The other way of requesting validation of the result tree is through the type attribute. If the type attribute is specified, its value must be a QName, which must match the name of a global type definition in an imported schema. In practice this will almost invariably be a complex type definition. The rules to pass validation are as follows:

The result tree must be a well- formed document: That is, it must contain exactly one element node, and no text nodes, among the children of the document node. (In the absence of validation, this rule can be relaxed . For example, it is possible to have a temporary tree in which the document node has three element nodes as its children.)
The document element (that is, the single element node child of the document node) must validate against the schema definition of the specified type, according to the rules defined in XML Schema.
The document must satisfy document-level integrity constraints defined in the schema. This means:
- Elements and attributes of type xs:ID must have unique values within the document.
- Elements and attributes of type xs:IDREF or xs:IDREFS must contain valid references to xs:ID values within the document.
- Any constraints defined by <xs:unique> , <xs:key> , and <xs:keyref> declarations in the schema must be satisfied.
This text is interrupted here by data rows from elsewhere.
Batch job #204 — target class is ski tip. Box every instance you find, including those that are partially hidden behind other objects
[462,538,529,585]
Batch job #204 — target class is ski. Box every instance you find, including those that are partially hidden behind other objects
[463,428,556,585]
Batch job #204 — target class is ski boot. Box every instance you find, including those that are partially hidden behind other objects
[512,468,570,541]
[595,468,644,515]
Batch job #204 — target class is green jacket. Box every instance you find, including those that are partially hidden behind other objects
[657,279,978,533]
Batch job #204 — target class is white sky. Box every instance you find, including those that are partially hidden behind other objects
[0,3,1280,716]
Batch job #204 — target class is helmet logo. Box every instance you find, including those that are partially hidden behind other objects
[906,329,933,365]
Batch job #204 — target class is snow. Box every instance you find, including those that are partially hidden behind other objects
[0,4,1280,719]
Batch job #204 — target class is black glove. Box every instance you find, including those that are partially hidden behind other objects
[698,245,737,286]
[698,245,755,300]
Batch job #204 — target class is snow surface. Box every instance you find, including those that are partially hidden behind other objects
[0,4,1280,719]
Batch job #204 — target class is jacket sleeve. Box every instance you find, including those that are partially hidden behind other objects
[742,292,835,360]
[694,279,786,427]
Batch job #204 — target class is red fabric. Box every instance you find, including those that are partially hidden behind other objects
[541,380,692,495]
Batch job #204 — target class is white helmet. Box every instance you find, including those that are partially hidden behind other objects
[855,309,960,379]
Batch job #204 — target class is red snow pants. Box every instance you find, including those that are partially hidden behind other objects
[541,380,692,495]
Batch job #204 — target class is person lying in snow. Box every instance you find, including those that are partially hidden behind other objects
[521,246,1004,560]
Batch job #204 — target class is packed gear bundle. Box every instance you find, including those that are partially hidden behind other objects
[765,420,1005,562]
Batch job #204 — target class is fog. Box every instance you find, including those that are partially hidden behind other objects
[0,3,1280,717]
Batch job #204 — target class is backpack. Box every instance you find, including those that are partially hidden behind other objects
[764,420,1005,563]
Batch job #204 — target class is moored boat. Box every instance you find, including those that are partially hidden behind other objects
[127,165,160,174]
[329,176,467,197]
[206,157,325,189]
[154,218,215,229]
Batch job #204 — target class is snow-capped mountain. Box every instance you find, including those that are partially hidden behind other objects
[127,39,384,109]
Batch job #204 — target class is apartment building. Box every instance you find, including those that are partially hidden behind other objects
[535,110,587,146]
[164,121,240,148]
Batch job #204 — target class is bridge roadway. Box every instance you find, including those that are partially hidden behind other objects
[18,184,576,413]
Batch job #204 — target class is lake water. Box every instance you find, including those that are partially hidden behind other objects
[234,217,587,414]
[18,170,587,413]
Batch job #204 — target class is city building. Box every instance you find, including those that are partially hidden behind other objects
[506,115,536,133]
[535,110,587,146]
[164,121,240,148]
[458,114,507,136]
Document-level validation rules must also be satisfied when validation is requested using the option «validate="strict" » or «validate="lax" » .

The language of the XSLT specification that describes these rules is somewhat tortuous. This is because XSLT tries to define what validation means in terms of the rules in the XML Schema specification, which means that there is a need to establish a precise correspondence between the terminologies of the two specifications. This is made more difficult by the fact that XML Schema is not defined in terms of the XSLT/XPath data model, but rather in terms of the XML Infoset and the Post Schema Validation Infoset (PSVI), which is defined in the XML Schema specification itself. To make this work, the XSLT specification says that when a document is validated, it is first serialized, and then re-parsed to create an Infoset. The Infoset is then validated, as defined in XML Schema, to create a PSVI. Finally, this PSVI is converted to a document in the XPath data model using rules defined in the XPath data model specification. However, you should regard this description of the process as a purely formal device to ensure that no ambiguities are introduced between the different specifications. In practice, an XSLT processor is likely to have a fairly intimate interface with a schema processor, and both are likely to share the same internal data structures.

If you request validation by specifying «validation="strict" » or «validation="lax" » , this raises the question of where the XSLT processor should look to find a schema that contains a suitable element declaration. The specification leaves this slightly open. The first place a processor will look is among the schemas that were imported into the stylesheet using <xsl:import-schema> declarations: see Importing Schemas on page 168. The processor is also allowed (but not required) to use any xsi:schemaLocation or xsi:noNamespaceSchemaLocation attributes that are present in the result document itself as hints indicating where to locate a suitable schema. My advice, however, would be to make sure that the required schemas are explicitly imported.